Just for some datapoints, take a look at this article, which discusses actual tempo measurements as recorded by a musician in the year 1800 using a pendulum device (before the metronome was invented). He was literally recording, for example, the tempo of how some of Haydn's pieces were performed within Haydn's lifetime.

Anyhow, the appendices in that article give a sense of how wide-ranging the interpretation of Italian markings was back then. Different pieces marked with the same tempo marking were apparently performed with tempos that could vary by a factor of two or more. Appendix 1 offers different pieces with recorded tempos that fell into these wide ranges. (I just give a selection to accord with the tempos discussed in the question.)

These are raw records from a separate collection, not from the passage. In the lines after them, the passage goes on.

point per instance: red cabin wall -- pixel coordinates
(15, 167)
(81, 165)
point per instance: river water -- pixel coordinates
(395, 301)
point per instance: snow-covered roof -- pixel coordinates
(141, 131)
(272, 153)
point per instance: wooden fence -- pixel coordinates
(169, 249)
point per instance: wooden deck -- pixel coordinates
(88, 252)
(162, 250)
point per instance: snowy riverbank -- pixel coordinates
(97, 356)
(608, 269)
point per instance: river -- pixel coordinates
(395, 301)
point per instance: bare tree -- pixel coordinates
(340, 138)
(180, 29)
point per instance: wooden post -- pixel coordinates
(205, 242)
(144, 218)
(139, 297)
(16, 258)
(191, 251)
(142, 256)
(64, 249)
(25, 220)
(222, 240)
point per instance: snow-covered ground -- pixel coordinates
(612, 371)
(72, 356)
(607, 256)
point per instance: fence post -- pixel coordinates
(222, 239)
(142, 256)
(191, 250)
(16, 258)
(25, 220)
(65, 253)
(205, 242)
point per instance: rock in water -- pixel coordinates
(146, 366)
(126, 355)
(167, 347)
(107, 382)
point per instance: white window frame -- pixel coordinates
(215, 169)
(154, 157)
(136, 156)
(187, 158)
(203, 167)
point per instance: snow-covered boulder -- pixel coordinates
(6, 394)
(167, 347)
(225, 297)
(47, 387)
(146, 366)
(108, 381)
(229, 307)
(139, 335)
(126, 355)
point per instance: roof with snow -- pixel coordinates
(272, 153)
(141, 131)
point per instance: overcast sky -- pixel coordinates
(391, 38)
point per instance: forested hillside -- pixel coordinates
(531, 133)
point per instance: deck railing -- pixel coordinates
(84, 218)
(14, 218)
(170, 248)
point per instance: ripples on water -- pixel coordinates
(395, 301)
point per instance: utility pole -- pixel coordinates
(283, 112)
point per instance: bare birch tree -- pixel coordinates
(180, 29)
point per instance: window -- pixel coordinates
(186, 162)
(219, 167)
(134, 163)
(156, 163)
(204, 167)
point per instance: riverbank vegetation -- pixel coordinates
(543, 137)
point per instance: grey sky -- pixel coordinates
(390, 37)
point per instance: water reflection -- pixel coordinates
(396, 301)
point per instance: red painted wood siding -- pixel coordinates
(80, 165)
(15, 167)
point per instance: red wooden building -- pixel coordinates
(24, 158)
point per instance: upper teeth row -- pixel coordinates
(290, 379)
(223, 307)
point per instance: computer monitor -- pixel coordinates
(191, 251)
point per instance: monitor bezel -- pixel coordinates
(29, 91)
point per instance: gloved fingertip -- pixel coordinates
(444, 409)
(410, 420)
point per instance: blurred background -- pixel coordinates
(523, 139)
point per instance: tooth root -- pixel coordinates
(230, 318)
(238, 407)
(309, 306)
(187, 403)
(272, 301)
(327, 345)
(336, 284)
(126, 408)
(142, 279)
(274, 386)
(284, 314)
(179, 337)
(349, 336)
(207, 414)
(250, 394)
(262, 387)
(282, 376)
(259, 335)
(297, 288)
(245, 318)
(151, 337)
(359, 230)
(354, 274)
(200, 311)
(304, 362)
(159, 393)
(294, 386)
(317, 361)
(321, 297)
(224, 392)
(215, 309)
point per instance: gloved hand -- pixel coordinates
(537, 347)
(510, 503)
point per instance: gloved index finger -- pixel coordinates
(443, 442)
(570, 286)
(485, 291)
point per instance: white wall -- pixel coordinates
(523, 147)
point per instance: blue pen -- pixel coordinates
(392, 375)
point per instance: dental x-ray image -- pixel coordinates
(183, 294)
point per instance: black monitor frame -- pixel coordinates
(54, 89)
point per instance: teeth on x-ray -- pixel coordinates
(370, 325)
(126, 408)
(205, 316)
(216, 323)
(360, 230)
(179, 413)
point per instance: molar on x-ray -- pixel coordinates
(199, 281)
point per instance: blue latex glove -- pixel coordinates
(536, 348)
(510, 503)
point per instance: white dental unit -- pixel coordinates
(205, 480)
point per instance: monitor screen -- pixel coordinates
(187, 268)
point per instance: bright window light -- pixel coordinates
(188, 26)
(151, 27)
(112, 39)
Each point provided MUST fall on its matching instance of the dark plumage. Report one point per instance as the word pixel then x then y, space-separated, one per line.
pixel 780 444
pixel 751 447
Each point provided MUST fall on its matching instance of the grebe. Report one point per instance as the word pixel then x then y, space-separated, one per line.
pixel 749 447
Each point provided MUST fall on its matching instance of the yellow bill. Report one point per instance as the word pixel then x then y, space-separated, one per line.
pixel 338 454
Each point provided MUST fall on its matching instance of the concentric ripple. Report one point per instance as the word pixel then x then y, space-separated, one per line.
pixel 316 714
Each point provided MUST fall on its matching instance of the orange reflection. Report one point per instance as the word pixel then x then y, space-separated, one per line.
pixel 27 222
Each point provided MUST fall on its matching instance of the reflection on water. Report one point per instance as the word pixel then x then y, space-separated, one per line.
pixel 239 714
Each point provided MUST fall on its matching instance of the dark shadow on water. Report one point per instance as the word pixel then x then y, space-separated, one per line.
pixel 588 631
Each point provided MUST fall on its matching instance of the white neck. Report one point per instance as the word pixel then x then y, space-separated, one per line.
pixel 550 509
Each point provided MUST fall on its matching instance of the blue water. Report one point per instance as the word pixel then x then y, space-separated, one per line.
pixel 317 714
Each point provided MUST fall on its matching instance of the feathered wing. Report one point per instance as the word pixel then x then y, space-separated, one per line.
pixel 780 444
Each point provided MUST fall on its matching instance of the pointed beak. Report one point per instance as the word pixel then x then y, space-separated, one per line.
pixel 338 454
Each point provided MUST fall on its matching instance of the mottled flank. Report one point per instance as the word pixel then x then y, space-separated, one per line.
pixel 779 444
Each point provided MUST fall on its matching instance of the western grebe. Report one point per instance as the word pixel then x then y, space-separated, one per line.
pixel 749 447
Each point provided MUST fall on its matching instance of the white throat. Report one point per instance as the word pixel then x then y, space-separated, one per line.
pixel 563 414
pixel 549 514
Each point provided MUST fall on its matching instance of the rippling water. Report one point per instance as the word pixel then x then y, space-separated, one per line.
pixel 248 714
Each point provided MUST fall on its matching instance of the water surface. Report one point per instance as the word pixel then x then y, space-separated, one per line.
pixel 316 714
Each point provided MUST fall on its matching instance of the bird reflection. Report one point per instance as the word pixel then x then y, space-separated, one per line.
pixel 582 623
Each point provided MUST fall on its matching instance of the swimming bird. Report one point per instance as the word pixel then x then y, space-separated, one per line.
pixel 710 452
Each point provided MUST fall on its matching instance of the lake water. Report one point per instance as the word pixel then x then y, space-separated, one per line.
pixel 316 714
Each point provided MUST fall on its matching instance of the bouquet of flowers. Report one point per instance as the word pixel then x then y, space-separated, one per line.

Using eighth note as beat:

  • Largo - 60-119 bpm
  • Larghetto - 95-153 bpm
  • Adagio - 64-125 bpm
  • Andante - 72-153 bpm
  • Lento - 69-153 bpm
  • Andante - 72-153 bpm

Using quarter note as beat:

  • Allegro - 91-153 bpm
  • Vivace - 88-168 bpm

Using half note (or dotted quarter) as beat:

  • Presto - 82-108 bpm
  • Prestissimo - 77-168 bpm

Granted, these tempos were recorded by one musician estimating how certain pieces were performed, but they give insight into the arbitrary attempts to try to shoehorn Italian markings into metronome ranges. Obviously things like time signature, beat groupings, and rhythmic "feel" of a piece frequently will mean that a piece with a particular Italian marking might be outside of the range any standard metronome prescribes.

The takeaway here is that while there was a general sense that certain Italian markings were relatively "slow" and others relatively "fast," there was a huge range for most of them and significant overlap, rather than the nice delineated scale most metronomes present, dividing each marking up into tidy numerical ranges.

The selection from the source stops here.